To the editor:
As the volunteer coordinator for the Alexandria Soccer Association’s U10 boys recreational soccer league, I was distressed to read Susan Hyre’s column (What are you thinking? A mother’s perplexing ecounters,” November 22, 2011.
She was correct in saying that her daughter was treated poorly during a soccer game. As soon as ASA learned of the problems that Ms. Hyre’s daughter encountered, ASA leadership contacted the relevant coaches, reiterating the organization’s priorities of sportsmanship, respect, and building players’ love of soccer.
We also made it clear to our coaches that questioning or harassing referees is unacceptable. I personally emailed all of the U10 coaches clearly stating that we will tolerate any coach, player or parent treating a referee badly.

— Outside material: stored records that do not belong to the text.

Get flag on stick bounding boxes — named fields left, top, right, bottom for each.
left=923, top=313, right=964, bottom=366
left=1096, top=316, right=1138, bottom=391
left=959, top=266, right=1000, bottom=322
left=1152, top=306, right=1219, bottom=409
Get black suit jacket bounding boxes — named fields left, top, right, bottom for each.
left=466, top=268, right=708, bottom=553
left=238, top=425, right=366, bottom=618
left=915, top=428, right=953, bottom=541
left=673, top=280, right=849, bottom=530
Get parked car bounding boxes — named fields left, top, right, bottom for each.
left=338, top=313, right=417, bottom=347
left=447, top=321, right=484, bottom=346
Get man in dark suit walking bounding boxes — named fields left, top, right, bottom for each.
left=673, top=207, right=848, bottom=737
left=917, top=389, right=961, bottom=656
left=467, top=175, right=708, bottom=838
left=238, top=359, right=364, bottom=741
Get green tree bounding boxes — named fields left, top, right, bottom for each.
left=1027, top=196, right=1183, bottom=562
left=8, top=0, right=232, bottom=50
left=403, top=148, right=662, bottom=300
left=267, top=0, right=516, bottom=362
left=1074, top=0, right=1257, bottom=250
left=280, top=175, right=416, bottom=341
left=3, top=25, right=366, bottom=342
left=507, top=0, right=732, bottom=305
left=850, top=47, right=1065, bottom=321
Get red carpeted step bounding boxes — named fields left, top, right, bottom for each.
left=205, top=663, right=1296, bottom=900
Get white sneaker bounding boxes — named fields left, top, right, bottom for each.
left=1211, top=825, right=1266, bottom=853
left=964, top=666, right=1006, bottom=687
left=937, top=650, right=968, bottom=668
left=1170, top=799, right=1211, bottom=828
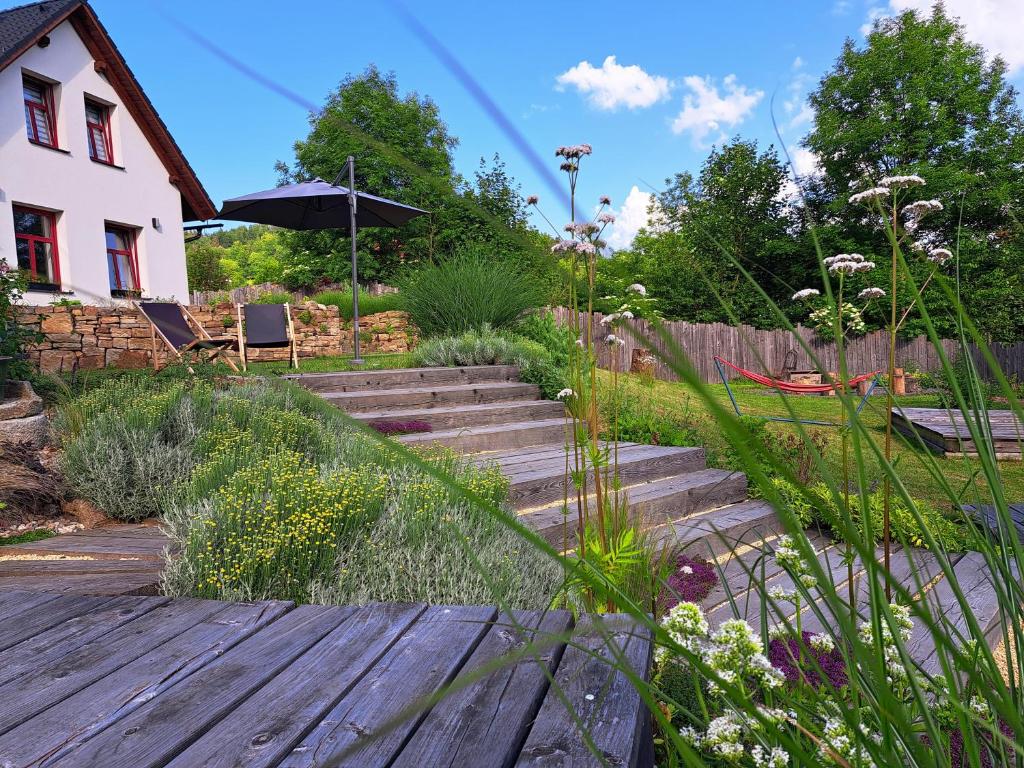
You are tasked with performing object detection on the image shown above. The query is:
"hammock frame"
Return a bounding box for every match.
[714,355,881,427]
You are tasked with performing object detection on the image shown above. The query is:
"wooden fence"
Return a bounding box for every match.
[190,283,398,304]
[554,307,1024,383]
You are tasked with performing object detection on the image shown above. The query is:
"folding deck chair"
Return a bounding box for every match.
[236,304,299,371]
[135,301,239,373]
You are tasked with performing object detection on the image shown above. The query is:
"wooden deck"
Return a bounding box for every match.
[964,503,1024,542]
[893,408,1024,461]
[0,589,651,768]
[691,530,1004,674]
[0,525,169,598]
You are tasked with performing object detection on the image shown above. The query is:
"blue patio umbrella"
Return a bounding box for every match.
[217,158,428,364]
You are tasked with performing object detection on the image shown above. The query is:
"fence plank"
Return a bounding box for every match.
[553,307,1024,383]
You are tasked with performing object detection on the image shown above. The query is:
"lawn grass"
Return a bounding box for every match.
[610,376,1024,510]
[0,530,56,547]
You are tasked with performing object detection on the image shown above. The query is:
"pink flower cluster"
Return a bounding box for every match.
[658,555,718,611]
[370,419,434,435]
[768,632,849,690]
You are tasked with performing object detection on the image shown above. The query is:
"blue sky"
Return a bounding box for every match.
[92,0,1024,245]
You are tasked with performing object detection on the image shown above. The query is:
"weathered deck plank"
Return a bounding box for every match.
[893,408,1024,459]
[0,587,58,622]
[51,602,355,768]
[516,615,652,768]
[0,600,220,737]
[0,592,652,768]
[0,601,291,765]
[392,611,572,768]
[281,606,496,768]
[0,597,169,683]
[162,604,426,768]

The incident Ms. Hyre noted was the first bad experience we’ve had between coaches, parents and referees. After I learned of it, I visited each game the following weekend, as did ASA President John Timmons, to be sure that referees felt comfortable and that all attendees behaved respectfully. Our presence and response may appear as overkill to some; however, ASA is adamant that all of our players, referees and parents enjoy the game. For as much as we want the players to learn about the game of soccer from their coaches, we also want our young refs to learn about leadership by overseeing games.
I am truly sorry that Ms. Hyre’s daughter had a bad experience. I hope she will choose to referee next year. She encountered an anomalous situation. Even though the problem was a first-time occurrence, it should not have happened. ASA is dedicated to making sure that it never happens again.